O discurso de Fab chegava límpido e preciso. Creia no que ele estava me dizendo. O relato desses homens era simples, como uma fabula. Me afastei ao perguntar:
- Porquê uma milha?
- Uma milha quadrada.
- Sim, porque? Pelo abarcar de uma pedra jogada no ar?-, aventurei.
- Não, Angel Ark, os primeiros homens não tenham essa força de propulsão.
- E então como?
- Não sei –respondeu Fab- e acho que não importa. Uma milha é uma paisagem, um campo de batalha, o dilatado império de uma criança.
- Sem duvida, tenham filhos-, falei e essa frase passou ao enroque antes de eu ter pensado ela.

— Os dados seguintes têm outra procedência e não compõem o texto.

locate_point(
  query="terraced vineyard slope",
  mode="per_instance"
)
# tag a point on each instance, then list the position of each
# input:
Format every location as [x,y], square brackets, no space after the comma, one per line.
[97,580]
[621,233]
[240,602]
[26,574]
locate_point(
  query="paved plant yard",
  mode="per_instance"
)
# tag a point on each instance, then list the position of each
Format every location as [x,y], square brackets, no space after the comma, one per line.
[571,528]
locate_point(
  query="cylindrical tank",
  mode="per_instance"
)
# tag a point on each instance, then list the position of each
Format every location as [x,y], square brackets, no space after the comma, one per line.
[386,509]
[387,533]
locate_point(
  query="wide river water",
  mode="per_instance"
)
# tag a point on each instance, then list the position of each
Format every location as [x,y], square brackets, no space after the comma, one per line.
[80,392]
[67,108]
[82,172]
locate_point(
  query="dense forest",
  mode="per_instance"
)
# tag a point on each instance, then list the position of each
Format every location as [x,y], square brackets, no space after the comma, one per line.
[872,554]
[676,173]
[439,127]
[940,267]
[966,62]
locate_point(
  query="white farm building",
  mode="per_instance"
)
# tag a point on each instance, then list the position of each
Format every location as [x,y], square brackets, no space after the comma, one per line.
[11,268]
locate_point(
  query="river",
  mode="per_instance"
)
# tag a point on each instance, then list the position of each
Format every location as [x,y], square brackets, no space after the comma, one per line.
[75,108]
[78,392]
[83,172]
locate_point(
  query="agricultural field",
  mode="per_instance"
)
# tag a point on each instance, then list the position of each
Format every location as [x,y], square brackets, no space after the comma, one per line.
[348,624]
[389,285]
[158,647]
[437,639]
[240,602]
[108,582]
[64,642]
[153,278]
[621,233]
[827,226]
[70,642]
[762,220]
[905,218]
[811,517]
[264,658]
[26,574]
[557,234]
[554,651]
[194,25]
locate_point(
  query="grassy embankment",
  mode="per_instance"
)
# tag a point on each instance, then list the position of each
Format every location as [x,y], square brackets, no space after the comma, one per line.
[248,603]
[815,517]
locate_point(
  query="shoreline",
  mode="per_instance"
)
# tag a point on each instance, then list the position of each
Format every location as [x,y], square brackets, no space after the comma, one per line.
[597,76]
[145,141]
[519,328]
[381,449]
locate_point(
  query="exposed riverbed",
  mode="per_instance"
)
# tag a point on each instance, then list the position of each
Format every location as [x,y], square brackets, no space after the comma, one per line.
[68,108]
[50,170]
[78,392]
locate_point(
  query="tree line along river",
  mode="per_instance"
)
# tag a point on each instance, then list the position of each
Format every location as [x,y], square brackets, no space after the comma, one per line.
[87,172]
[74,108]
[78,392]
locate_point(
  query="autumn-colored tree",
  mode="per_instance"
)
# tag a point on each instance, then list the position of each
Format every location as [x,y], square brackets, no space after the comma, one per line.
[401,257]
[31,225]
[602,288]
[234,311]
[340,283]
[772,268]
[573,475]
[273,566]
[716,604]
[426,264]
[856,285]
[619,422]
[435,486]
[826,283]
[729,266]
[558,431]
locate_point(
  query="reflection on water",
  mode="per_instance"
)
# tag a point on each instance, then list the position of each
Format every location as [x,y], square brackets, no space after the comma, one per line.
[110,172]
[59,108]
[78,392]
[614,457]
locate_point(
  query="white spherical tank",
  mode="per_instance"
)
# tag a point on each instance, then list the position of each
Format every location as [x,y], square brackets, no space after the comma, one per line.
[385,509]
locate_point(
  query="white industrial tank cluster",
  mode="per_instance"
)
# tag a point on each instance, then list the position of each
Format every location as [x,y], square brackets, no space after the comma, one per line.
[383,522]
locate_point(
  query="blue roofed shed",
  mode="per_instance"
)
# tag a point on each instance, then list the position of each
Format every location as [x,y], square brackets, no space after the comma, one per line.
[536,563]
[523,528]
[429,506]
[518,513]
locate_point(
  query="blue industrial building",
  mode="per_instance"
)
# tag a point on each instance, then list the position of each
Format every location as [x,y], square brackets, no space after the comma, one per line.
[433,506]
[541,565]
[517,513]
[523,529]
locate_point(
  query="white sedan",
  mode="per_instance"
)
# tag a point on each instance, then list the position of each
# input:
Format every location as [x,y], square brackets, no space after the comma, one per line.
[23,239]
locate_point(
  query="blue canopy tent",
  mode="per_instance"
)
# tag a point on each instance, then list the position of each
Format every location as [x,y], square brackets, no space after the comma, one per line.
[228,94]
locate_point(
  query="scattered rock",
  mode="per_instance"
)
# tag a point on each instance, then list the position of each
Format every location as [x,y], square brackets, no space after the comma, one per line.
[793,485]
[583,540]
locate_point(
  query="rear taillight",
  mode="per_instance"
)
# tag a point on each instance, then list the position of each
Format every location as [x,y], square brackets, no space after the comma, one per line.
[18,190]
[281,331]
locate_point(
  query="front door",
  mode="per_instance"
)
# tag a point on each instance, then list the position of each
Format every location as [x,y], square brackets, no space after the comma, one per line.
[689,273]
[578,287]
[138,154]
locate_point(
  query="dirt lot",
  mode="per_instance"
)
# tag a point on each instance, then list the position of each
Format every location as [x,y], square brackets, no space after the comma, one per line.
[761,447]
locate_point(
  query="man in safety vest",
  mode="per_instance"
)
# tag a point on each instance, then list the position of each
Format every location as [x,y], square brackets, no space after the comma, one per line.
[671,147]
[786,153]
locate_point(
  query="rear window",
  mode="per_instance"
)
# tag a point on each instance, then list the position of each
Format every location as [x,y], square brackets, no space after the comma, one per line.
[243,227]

Nem sequer consegui tirar dela aquele tom interrogante.
- Sim, Angel Ark, os primeiros homens eram férteis, seus filhos nasciam sem travas, cresciam na terra, e às vezes morriam ainda pequenos.
- E os que vieram depois?- perguntei para mudar de tema.
- Os homens da segunda fase?
- Sim.
- Sim, eles também eram férteis –continuou Fab- mas já tenha se produzido uma mudança. Agora a criação em si era importante; o filho, como criatura, menos. Esses homens inventaram as idéias: Qual é a relação entre a ferida e a febre? Entre a oração e a cura? Entre o beija-flor e o arco íris? Entre a vida e a morte?
- E tu sabes tudo isso?
- Consta-me que essas coisas foram sabidas. Do meu jeito, eu sei; assim como tu sabes, da forma em que tu lembras.
E o estranho é que Fab tem razão. Como é possível que eu saiba como é o mercúrio se eu nunca o tenho visto? Como eu sei que tenho essa textura?
Hei de seguir perguntando:
- E o território de segundo homem?
Fab demorou em me responder.
- O perímetro interno dele era a duvida. Lá fora, o seu nicho chegava ao sol e os seus planetas e uma cortina de nada preta onde via as estrelas.
Fab se abre em espiral aberta, para logo bramar na distancia:
- E que fanáticos da duvida eles eram!
- Porque? –diz- Como assim?
A voz dele ao se aproximar foi outra vez didática. Eu fiz me oco para ouvir-lo. Ele estava bem perto.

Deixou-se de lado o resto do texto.